One big concern for all of us these days is online safety and protecting our personally identifiable information, and credit card information, data, and preventing criminals from accessing our financial accounts.
Clicking on a nefarious link in e-mail or a message on Facebook or Instagram can unleash a cyber-attack on your computer with bots rifling through all of your files. Other messages will link you to a scam website that looks like your financial institution’s website to get you to enter your username and password so they can then access your real account and drain it fast.
In addition to online scams, criminals are also calling people and asking for personal information and directing people to scam websites in hopes of them parting with passwords to sensitive websites.
Recently, an anonymous hacker who now writes a cyber security blog had these recommendations for individuals who want to protect themselves when online. Here’s his advice:
Check senders carefully
Cyber criminals will try to get you to click on a link in an e-mail by making it seem like it comes from an official source, like “auditor@irs.gov.” If in doubt, don’t click on any links and call the agency using information from 411 or other legitimate sources.
Don’t believe every caller
If you get a call from someone claiming to be from the IRS who tells you that you owe back taxes and face penalties that could involve asset forfeiture, you should know that the IRS doesn’t make phone calls. Hang up. If you are concerned, go to IRS.gov and call them yourself.
Beware of entering your passwords
If you receive an e-mail, text message, or message on Facebook or other social media site, be wary of following any links. If you do click on a link do not enter secure information like your username and password.
“If I want to raid your bank account, or do other harm, one way I can do it is to send you an official-looking e-mail with a link to your bank, asking you to log into your account for some reason,” the hacker writes. If you go to the criminal’s site, they will then obtain your login information and have access to your bank account.
Verify links before clicking:
Before you click on a link, verify that the visual link and the actual link match. For instance, let’s say the link is “PETA.org.” But if you move your cursor over the link without clicking, most browsers will then show you the real link, either near the cursor or at the lower-left corner of the window.
If you see something like “PETA.smurfit.org” or “PETA.ru,” or anything else that doesn’t exactly match, they’re likely trying to dupe you. Mark the e-mail as spam.
Beware of rogue apps:
Don’t automatically grant access to all apps. If you download a new game online and it asks you to enter the system manager password, you may be right to be suspicious as a game would not need system-level access.
If you are using a new site that requires a password, use a unique password, that uses a combination of capital and lowercase letters, numerals, and special characters. Only use the password for this site.
This way, if the site is compromised and they get your unique password, they won’t be able to access other online accounts of yours.

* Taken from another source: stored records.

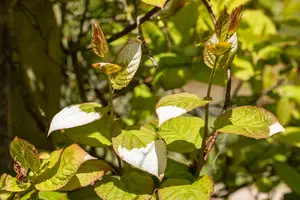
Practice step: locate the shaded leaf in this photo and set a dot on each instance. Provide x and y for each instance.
(59, 173)
(25, 154)
(158, 3)
(182, 134)
(107, 68)
(75, 115)
(289, 175)
(99, 43)
(95, 134)
(141, 149)
(88, 172)
(128, 58)
(184, 189)
(250, 121)
(133, 186)
(172, 106)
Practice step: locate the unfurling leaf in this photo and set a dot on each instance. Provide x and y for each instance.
(141, 149)
(11, 184)
(172, 106)
(61, 167)
(250, 121)
(132, 186)
(226, 58)
(222, 26)
(107, 68)
(25, 154)
(128, 58)
(185, 189)
(218, 48)
(158, 3)
(75, 115)
(99, 43)
(234, 20)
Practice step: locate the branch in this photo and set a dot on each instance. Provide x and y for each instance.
(134, 25)
(141, 37)
(208, 8)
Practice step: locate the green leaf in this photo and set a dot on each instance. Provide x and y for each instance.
(284, 110)
(95, 134)
(292, 136)
(75, 115)
(11, 184)
(172, 106)
(289, 175)
(141, 149)
(128, 58)
(222, 26)
(158, 3)
(250, 121)
(133, 186)
(89, 172)
(107, 68)
(182, 134)
(226, 58)
(58, 172)
(184, 189)
(176, 170)
(25, 153)
(55, 195)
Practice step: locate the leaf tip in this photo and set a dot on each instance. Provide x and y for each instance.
(276, 128)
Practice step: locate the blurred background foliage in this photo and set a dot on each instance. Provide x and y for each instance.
(46, 57)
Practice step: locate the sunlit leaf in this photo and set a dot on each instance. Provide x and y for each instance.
(226, 58)
(75, 115)
(107, 68)
(95, 134)
(250, 121)
(60, 169)
(234, 20)
(25, 153)
(185, 189)
(158, 3)
(129, 58)
(222, 26)
(89, 172)
(172, 106)
(141, 149)
(99, 43)
(133, 186)
(182, 134)
(11, 184)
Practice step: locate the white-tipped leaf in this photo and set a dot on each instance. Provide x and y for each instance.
(75, 115)
(128, 58)
(141, 149)
(172, 106)
(250, 121)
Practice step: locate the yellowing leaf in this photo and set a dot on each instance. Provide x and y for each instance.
(158, 3)
(218, 48)
(129, 58)
(99, 43)
(107, 68)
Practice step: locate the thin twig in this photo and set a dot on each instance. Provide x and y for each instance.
(141, 36)
(208, 8)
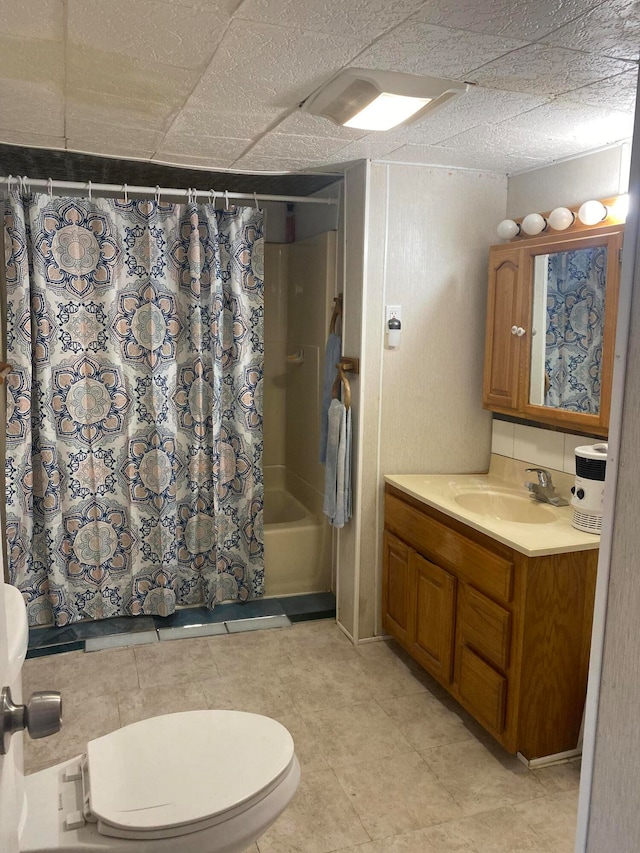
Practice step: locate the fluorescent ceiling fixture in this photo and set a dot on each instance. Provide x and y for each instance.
(386, 111)
(353, 94)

Give tricky security question answers:
When a website asks for security questions and answers, consider giving ridiculous answers.

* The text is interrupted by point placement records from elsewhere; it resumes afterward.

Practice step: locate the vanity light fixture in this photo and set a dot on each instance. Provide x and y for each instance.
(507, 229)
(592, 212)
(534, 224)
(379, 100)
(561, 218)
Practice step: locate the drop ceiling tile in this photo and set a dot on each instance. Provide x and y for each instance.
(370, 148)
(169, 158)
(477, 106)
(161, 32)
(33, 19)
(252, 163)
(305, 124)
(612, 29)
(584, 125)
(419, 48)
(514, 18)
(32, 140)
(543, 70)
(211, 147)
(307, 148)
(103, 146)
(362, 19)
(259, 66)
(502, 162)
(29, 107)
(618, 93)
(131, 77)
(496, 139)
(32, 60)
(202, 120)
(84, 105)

For instance, if a site asks which high school you went to, don’t use the name of your real school. A dedicated hacker can find out where you went to high school. Instead, you might want to write something like “cuddly panda” or “fuchsia.” The key to this trick, though, is that you have to remember your bizarre answers.
Report spam e-mail:
You can often tell that an e-mail is spam before opening it. Look at the “From” address. If it says it’s from Elon Musk, it’s spam. Subject lines pitching financial services like getting your tax refund quickly are also dead giveaways. Finally, many elicit emails contain language with poor grammar and spelling. If you suspect an e-mail is spam, mark it as spam.
Don’t auto-load images:
Set your e-mail reader (like Gmail or Microsoft Explorer) so that it does not load images automatically or follow links automatically. For instance, if a scammer includes an image, allowing it to load can send the image ID to another server that may then gain access to your computer.